What exactly is the “ahh effect”? First, we feel we should clarify that the “AHH” in “AHH Effect” is meant as a satisfied sigh, not the exclamation that may appear in a word bubble above the head of a comic book character running around with his hair on fire. In a release announcing its new campaign, Coca-Cola described it this way:
“The AHH Effect” is that multidimensional feeling of happiness, satisfaction and delicious refreshment one experiences after drinking an ice-cold Coke. It’s been described as the sound a smile would make if smiles made sounds, and it’s the centerpiece of a new teen-focused program from Coca-Cola. Bringing to life 61 dimensions of ‘AHH’ through a range of digital experiences, from games and films to GIFs, the program showcases all of the qualities of Coke and positions the beverage as the ultimate refresher.”

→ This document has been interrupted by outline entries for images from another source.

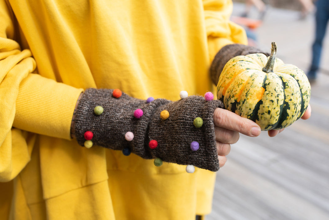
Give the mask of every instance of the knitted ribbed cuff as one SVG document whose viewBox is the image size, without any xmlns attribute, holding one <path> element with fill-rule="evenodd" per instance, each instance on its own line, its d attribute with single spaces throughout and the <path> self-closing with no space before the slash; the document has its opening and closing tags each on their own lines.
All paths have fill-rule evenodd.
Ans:
<svg viewBox="0 0 329 220">
<path fill-rule="evenodd" d="M 215 56 L 210 66 L 209 71 L 213 82 L 215 85 L 217 85 L 219 76 L 224 66 L 231 58 L 240 55 L 245 56 L 257 53 L 264 53 L 267 56 L 270 55 L 269 53 L 264 52 L 256 47 L 243 44 L 228 44 L 223 47 Z"/>
<path fill-rule="evenodd" d="M 213 114 L 216 107 L 223 108 L 221 101 L 191 96 L 175 102 L 149 102 L 123 93 L 114 97 L 113 91 L 91 89 L 82 96 L 75 118 L 80 145 L 92 143 L 125 155 L 131 152 L 145 159 L 218 170 Z M 95 113 L 97 106 L 102 112 Z M 196 118 L 198 123 L 193 123 Z"/>
</svg>

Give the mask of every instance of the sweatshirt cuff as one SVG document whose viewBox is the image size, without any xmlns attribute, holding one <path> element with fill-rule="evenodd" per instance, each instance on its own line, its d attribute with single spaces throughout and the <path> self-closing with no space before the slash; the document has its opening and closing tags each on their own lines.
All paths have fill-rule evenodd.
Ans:
<svg viewBox="0 0 329 220">
<path fill-rule="evenodd" d="M 33 133 L 71 140 L 72 117 L 83 92 L 30 73 L 21 82 L 13 126 Z"/>
</svg>

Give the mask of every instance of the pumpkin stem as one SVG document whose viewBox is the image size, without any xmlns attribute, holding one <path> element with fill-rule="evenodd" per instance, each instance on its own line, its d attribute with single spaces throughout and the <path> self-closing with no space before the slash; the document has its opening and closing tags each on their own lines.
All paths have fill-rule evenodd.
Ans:
<svg viewBox="0 0 329 220">
<path fill-rule="evenodd" d="M 276 44 L 275 42 L 272 42 L 272 48 L 271 49 L 271 55 L 268 58 L 266 65 L 262 69 L 265 72 L 273 72 L 274 68 L 274 63 L 275 61 L 276 56 Z"/>
</svg>

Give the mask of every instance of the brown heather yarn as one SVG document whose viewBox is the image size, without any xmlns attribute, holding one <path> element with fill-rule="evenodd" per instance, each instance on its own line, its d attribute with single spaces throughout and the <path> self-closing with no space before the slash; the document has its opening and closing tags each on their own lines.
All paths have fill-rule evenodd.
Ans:
<svg viewBox="0 0 329 220">
<path fill-rule="evenodd" d="M 222 102 L 192 96 L 175 102 L 158 99 L 147 103 L 123 93 L 120 97 L 114 98 L 113 92 L 113 90 L 89 89 L 82 95 L 75 119 L 75 134 L 80 145 L 83 146 L 86 141 L 85 132 L 90 131 L 94 135 L 94 146 L 121 150 L 128 148 L 145 159 L 157 157 L 212 171 L 219 169 L 213 116 L 216 107 L 224 107 Z M 100 115 L 94 112 L 98 105 L 104 109 Z M 134 112 L 139 108 L 143 114 L 137 119 Z M 165 110 L 169 116 L 164 120 L 160 114 Z M 197 117 L 203 121 L 199 128 L 193 124 Z M 131 141 L 125 138 L 128 131 L 134 133 Z M 152 140 L 158 143 L 153 149 L 148 146 Z M 200 145 L 195 151 L 190 148 L 193 141 Z"/>
<path fill-rule="evenodd" d="M 239 44 L 228 44 L 223 47 L 215 56 L 210 69 L 210 77 L 213 82 L 217 85 L 219 76 L 224 66 L 228 61 L 239 55 L 245 56 L 251 53 L 262 53 L 266 56 L 270 54 L 250 46 Z"/>
</svg>

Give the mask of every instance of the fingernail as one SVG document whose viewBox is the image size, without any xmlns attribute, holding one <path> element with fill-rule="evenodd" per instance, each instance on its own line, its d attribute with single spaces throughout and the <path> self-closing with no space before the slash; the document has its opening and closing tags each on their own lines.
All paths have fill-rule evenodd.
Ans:
<svg viewBox="0 0 329 220">
<path fill-rule="evenodd" d="M 251 134 L 258 136 L 261 133 L 261 128 L 259 127 L 253 127 L 251 128 Z"/>
</svg>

That is a magical marketing mouthful if we’ve ever heard one!
Targeted to teens, the campaign kicked off last week with www.ahh.com and seventeen other sites (each including one more “H” in its URL), all of which feature “a teen-worthy moment of randomness, creativity and delight that’s best experienced from teens’ favorite gadgets – their mobile devices.”

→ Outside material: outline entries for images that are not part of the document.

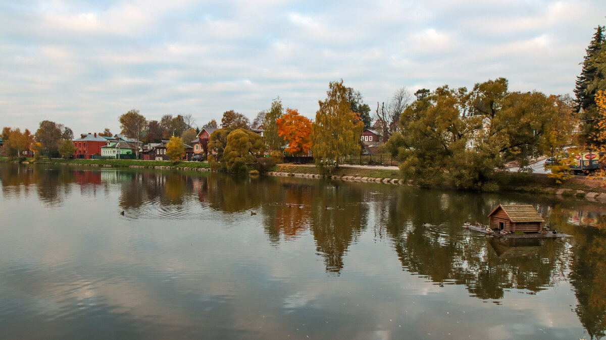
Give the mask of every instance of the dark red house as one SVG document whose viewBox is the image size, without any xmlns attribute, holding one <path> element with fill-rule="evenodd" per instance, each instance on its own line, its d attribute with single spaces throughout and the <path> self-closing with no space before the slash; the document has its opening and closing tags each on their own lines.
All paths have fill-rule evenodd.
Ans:
<svg viewBox="0 0 606 340">
<path fill-rule="evenodd" d="M 82 134 L 80 138 L 72 141 L 76 148 L 74 158 L 90 159 L 93 155 L 101 155 L 101 146 L 107 145 L 107 140 L 94 134 Z"/>
<path fill-rule="evenodd" d="M 488 214 L 490 229 L 510 232 L 539 232 L 545 220 L 530 204 L 499 204 Z"/>
<path fill-rule="evenodd" d="M 200 130 L 196 136 L 196 139 L 191 141 L 195 155 L 202 154 L 206 156 L 208 155 L 208 148 L 206 146 L 208 143 L 208 139 L 210 137 L 210 134 L 218 129 L 216 128 L 202 128 Z"/>
</svg>

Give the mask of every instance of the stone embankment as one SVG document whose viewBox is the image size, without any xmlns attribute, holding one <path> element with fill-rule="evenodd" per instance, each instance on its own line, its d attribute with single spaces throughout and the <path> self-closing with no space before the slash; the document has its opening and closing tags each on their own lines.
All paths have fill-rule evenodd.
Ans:
<svg viewBox="0 0 606 340">
<path fill-rule="evenodd" d="M 344 181 L 370 182 L 370 183 L 383 183 L 386 184 L 411 185 L 404 180 L 399 178 L 383 178 L 378 177 L 365 177 L 362 176 L 335 176 L 330 175 L 319 175 L 317 174 L 301 174 L 295 172 L 285 172 L 279 171 L 269 172 L 266 174 L 270 176 L 279 177 L 293 177 L 310 178 L 328 178 L 333 180 L 341 180 Z M 592 202 L 598 202 L 606 203 L 606 193 L 586 192 L 583 190 L 571 190 L 570 189 L 554 189 L 551 188 L 545 188 L 542 191 L 545 194 L 554 194 L 559 198 L 564 197 L 576 197 L 580 199 L 585 199 Z"/>
<path fill-rule="evenodd" d="M 328 178 L 333 180 L 341 180 L 344 181 L 362 181 L 362 182 L 374 182 L 384 183 L 386 184 L 404 185 L 407 184 L 403 180 L 399 178 L 382 178 L 380 177 L 365 177 L 362 176 L 334 176 L 330 175 L 318 175 L 317 174 L 299 174 L 294 172 L 281 172 L 279 171 L 271 171 L 266 174 L 270 176 L 279 176 L 282 177 L 304 177 L 315 178 Z"/>
</svg>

The remaining forty-four websites will eventually be populated as the campaign progresses, twenty-five of which are dedicated to user-generated content. The brand will “award” those URLs to teens who submit their own creative interpretations of what AHH means to them. While the user-generated sites will remain consistent, the other AHH “experiences” will be regularly updated to deliver new content throughout the multi-year program.
This is an ambitious, groundbreaking campaign for the company, which not only takes advantage of the rapidly-changing world of digital advertizing, but also taps directly into the increasingly-connected, tech-addicted, distractible teen demographic.

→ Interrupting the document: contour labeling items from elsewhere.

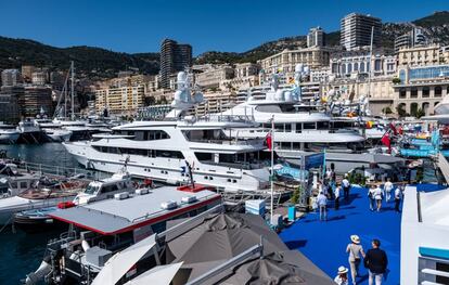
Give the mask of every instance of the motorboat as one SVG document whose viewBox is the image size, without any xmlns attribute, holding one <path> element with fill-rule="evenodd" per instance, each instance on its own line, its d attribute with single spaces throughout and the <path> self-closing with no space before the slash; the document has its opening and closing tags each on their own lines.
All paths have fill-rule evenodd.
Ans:
<svg viewBox="0 0 449 285">
<path fill-rule="evenodd" d="M 222 207 L 221 203 L 221 195 L 198 184 L 161 186 L 118 193 L 112 199 L 51 213 L 52 219 L 66 224 L 68 232 L 48 243 L 41 265 L 27 275 L 26 284 L 36 284 L 46 275 L 48 282 L 56 284 L 61 280 L 74 284 L 86 277 L 93 280 L 113 255 L 164 232 L 168 221 L 213 212 Z M 149 252 L 141 264 L 153 264 L 154 258 Z M 48 274 L 51 270 L 55 274 Z M 137 273 L 133 268 L 126 271 L 128 277 Z"/>
<path fill-rule="evenodd" d="M 111 135 L 63 145 L 89 169 L 114 173 L 127 161 L 132 176 L 169 184 L 187 183 L 192 173 L 196 183 L 223 191 L 268 190 L 264 141 L 229 135 L 233 129 L 255 127 L 254 121 L 245 116 L 187 116 L 194 103 L 187 75 L 178 76 L 182 89 L 165 120 L 133 121 L 113 128 Z"/>
<path fill-rule="evenodd" d="M 29 180 L 26 180 L 26 182 L 28 183 Z M 18 211 L 48 208 L 56 206 L 61 202 L 73 200 L 85 186 L 84 181 L 69 180 L 49 186 L 35 184 L 24 191 L 21 187 L 17 195 L 13 195 L 10 190 L 9 195 L 0 198 L 0 224 L 11 223 L 13 215 Z"/>
<path fill-rule="evenodd" d="M 14 215 L 14 224 L 26 232 L 36 232 L 43 229 L 61 226 L 50 215 L 61 209 L 91 204 L 94 202 L 113 198 L 117 193 L 134 192 L 136 183 L 131 181 L 131 177 L 127 171 L 120 171 L 99 181 L 90 182 L 87 187 L 79 192 L 69 203 L 62 203 L 53 207 L 28 209 L 16 212 Z"/>
</svg>

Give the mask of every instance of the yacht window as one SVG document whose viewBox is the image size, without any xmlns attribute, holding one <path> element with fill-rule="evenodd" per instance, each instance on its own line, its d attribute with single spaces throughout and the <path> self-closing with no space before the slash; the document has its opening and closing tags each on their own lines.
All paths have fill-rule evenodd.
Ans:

“Digital, social & mobile are re-writing the rules of marketing,” said Pio Schunker, SVP of integrated marketing communications, Coca-Cola North America Group. “We can no longer have one-way brand to fan communications — instead the brand must facilitate true fan experiences to drive engagement.”
We won’t lie, when we first heard that the company was launching 61 new websites, we thought “AHH!” (in the aforementioned hair-on-fire way), but after hearing the details, we think this might just turn out to be the sort of campaign after which many future initiatives will model themselves; We’re not teens, and we don’t even drink Coke, but even we’re curious enough to check this out.